新田 義貞
Nitta Yoshisada (
1301-
1338) was a
14th century warlord who helped Emperor
Go-Daigo overthrow the
Hojo Bakufu and briefly place
Japan under direct imperial rule.
Yoshisada was born into the Nitta clan of Kozuke province in 1301. That the Nitta were a branch line of the Minamoto gave them great status, but their failure to promptly side with Yoritomo at the start of the Gempei War led them to be excluded from holding high office in the Kamakura administration. Nevertheless, by the 1330s the Nitta had become a strong regional power that commanded the favor of the Hojo.
Nitta Yoshisada emerges from the historical sources as a mediocre general and a calculating opportunist. When Emperor Go-Daigo put out a call to the warrior clans to support him in his insurrection against the Hojo in 1331, Yoshisada declined to back him - judging that the rebellion had no hope of success, he remained loyal to his Hojo overlords. The revolt was eventually put down, and Go-Daigo was exiled to the island of Oki.
In 1333, Go-Daigo escaped and started a new revolt. Once again, Yoshisada declined to join, biding his time. Then, in July, while the Hojo armies were engaged elsewhere fighting against Ashikaga Takauji, Kusunoki Masashige, and Prince Morinaga, Yoshisada suddenly saw his chance, switching sides and capturing the relatively undefended Hojo capital at Kamakura. Thus Yoshisada recieved much of the glory and credit for Go-Daigo's triumph, while others did most of the hard fighting.
For two years Yoshisada enjoyed the favors of Go-Daigo's court at Kyoto, but trouble began brewing in 1335, after Takauji put down a rebellion by Hojo Tokiyuki in the east. In an act that all but signaled open rebellion, Takauji refused Go-Daigo's order to return to Kyoto and installed himself at Kamakura where he began to redistribute lands to his followers, including giving the Nitta's ancestral lands in Kozuke to the Uesugi. Yoshisada set out at the head of an imperial army to punish Takauji. He defeated Takauji's brother Tadayoshi in Mikawa, only to be crushed by Takauji himself at Ashigara pass in the Hakone Mountains and again in Suruga. His army broken, Yoshisada fled, and it fell to Kitabatake Akiie to drive Takauji out of Kyoto.

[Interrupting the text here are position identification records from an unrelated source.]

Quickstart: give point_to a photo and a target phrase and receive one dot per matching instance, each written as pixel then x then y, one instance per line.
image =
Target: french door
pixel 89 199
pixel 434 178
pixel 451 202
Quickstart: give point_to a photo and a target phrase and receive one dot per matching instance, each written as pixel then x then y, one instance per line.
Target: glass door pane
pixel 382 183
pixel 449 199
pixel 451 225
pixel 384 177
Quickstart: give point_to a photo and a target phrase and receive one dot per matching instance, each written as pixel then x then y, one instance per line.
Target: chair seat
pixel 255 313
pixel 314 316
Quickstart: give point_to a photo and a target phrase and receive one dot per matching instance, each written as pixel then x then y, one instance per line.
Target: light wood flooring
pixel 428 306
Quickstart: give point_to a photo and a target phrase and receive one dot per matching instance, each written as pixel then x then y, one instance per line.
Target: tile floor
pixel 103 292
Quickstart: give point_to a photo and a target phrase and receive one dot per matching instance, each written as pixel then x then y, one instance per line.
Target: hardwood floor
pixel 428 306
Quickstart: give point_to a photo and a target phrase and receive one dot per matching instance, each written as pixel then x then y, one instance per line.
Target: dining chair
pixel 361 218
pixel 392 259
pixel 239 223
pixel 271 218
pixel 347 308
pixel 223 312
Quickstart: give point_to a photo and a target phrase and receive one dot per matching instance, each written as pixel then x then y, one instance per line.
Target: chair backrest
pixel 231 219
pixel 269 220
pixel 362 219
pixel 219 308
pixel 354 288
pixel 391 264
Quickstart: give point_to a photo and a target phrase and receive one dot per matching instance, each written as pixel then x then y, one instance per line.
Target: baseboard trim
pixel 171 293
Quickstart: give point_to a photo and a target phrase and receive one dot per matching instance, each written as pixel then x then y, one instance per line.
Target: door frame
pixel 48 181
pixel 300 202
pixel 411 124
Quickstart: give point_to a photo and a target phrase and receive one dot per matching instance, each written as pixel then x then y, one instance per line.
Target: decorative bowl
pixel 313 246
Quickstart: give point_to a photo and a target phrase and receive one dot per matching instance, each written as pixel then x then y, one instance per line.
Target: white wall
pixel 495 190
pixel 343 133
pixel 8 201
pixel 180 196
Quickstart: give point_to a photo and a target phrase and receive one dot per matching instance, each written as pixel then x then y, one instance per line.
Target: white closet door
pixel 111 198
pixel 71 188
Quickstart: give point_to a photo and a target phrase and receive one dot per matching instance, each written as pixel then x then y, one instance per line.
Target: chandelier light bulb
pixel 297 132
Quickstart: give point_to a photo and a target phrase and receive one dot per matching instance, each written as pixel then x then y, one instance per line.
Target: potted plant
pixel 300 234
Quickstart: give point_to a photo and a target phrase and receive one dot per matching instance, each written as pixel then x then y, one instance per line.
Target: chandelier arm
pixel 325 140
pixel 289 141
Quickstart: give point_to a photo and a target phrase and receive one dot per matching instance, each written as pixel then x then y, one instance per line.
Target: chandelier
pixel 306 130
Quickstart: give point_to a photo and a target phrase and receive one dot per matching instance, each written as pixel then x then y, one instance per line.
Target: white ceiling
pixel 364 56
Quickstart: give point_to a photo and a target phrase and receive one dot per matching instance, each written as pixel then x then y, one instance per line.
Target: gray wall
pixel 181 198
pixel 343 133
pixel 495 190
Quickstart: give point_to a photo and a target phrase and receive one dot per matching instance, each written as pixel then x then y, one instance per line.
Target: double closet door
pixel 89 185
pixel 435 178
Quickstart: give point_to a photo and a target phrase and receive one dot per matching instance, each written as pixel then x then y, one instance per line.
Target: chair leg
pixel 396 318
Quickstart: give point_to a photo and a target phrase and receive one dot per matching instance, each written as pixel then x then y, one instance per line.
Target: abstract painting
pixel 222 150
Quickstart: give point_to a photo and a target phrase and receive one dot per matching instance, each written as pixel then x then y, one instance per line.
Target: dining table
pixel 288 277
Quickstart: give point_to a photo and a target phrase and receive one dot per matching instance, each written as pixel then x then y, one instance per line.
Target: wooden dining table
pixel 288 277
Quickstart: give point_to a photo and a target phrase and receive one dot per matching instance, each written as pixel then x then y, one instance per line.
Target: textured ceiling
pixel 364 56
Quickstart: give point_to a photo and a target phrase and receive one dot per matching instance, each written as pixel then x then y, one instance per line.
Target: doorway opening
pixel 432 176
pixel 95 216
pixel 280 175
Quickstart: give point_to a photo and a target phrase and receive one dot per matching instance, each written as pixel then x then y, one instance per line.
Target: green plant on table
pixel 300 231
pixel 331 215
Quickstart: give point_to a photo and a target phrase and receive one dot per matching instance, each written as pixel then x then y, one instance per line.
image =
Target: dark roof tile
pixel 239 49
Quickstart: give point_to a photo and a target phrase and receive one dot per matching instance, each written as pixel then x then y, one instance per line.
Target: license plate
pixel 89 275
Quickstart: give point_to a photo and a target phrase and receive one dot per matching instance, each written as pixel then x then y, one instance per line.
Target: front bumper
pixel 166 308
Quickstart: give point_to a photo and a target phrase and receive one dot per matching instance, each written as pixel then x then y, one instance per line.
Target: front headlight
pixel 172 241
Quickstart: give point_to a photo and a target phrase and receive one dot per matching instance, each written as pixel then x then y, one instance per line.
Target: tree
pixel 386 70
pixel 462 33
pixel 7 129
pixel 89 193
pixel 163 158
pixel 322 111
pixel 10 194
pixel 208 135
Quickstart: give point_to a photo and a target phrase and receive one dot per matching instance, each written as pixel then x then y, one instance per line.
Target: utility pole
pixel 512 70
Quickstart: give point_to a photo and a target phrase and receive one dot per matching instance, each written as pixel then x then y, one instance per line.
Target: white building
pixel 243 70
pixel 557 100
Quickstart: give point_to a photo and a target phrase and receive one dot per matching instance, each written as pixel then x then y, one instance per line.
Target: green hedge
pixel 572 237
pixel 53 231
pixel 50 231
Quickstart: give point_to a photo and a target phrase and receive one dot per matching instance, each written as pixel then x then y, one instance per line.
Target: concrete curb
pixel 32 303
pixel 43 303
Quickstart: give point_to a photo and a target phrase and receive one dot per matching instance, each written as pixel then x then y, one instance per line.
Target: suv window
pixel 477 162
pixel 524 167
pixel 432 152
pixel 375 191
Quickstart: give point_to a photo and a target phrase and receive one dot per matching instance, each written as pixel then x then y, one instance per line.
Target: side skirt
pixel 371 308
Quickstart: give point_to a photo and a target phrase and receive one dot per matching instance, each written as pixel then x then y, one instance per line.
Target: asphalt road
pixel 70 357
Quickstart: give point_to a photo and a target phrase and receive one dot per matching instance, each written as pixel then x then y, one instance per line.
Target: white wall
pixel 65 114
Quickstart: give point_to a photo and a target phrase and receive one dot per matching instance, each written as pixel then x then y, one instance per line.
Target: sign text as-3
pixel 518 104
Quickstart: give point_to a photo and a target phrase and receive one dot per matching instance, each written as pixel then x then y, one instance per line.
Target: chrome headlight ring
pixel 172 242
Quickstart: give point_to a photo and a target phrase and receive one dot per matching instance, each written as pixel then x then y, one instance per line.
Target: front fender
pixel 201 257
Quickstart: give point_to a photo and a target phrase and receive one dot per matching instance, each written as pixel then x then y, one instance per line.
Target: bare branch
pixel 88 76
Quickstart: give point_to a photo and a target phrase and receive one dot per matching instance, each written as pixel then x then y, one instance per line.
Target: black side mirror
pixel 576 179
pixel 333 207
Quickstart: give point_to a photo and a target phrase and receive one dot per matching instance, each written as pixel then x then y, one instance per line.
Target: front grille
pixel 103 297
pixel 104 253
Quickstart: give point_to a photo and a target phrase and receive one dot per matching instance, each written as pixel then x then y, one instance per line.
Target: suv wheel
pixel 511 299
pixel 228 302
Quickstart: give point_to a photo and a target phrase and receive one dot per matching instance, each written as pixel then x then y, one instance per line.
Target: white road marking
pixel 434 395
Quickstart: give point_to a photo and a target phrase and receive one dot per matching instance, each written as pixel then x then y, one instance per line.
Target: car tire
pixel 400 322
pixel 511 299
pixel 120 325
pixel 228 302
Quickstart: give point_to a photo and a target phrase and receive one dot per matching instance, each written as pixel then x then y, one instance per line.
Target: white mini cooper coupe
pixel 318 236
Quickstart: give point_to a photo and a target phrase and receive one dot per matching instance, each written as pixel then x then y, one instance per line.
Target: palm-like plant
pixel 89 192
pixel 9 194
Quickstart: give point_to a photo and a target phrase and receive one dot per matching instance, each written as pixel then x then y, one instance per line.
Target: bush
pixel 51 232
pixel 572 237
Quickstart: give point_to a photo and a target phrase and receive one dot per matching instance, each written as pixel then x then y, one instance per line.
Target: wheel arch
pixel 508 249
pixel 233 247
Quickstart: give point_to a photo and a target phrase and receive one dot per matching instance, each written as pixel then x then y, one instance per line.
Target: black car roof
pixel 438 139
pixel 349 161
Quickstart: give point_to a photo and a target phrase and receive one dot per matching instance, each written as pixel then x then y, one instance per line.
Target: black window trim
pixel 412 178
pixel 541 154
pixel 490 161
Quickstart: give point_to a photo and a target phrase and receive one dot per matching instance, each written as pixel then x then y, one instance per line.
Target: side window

Takauji fled to Kyushu, but returned in June of 1336 with an even bigger army than before. Go-Daigo turned to Yoshisada and Kusunoki Masashige for advice. Yoshisada, hoping to fight a definitive battle and finish off Takauji once and for all, wanted to take the imperial army out into the field and intercept Takauji's advance at Minatogawa. Masashige disagreed, arguing that it was folly to face Takauji's numerically superior force in a pitched battle. Instead, he suggested that Go-Daigo retreat to Mount Hiei and the protection of the Enryakuji yamabushi, whence the imperial forces could harrass Takauji with guerilla operations until a more opportune time to fight arose. Yoshisada was Go-Daigo's favorite, however, so his plan won the emperor's approval. Go-Daigo ordered Masashige to accompany Yoshisada to Minatogawa, and the loyal Masashige obeyed.
Just as Masashige predicted, the Battle of Minatogawa proved to be a disaster. When Takauji outflanked Yoshisada's army, he panicked and retreated, leaving Masashige's force exposed and unprotected against an overwhelming assault by Tadayoshi. After holding out for more than six hours, Masashige's men were surrounded and slaughtered, and Masashige himself committed suicide. Yoshisada's army was routed, and although Yoshisada himself escaped, Takauji's road to Kyoto was clear.
Takauji entered Kyoto in triumph and crowned a new emperor, Komyo. Go-Daigo belatedly fled to Mount Hiei, as Masashige had originally suggested, and later fled again to Mount Yoshino where he continued to issue loud if empty claims to the throne. Meanwhile, Yoshisada and Prince Takanaga holed up in the Nitta stronghold of Kanagasaki in Echizen. Takauji launched several assaults against the fortress and finally captured it in April of 1337, but Yoshisada escaped again. But his luck had been all used up, and Takauji's forces finally caught up with him and killed him at Battle of Fujishima in August, 1338. Go-Daigo's last general was dead, and Takauji's hegemony was secure. That summer, Emperor Komyo named Takauji shogun, and the Ashikaga bakufu began.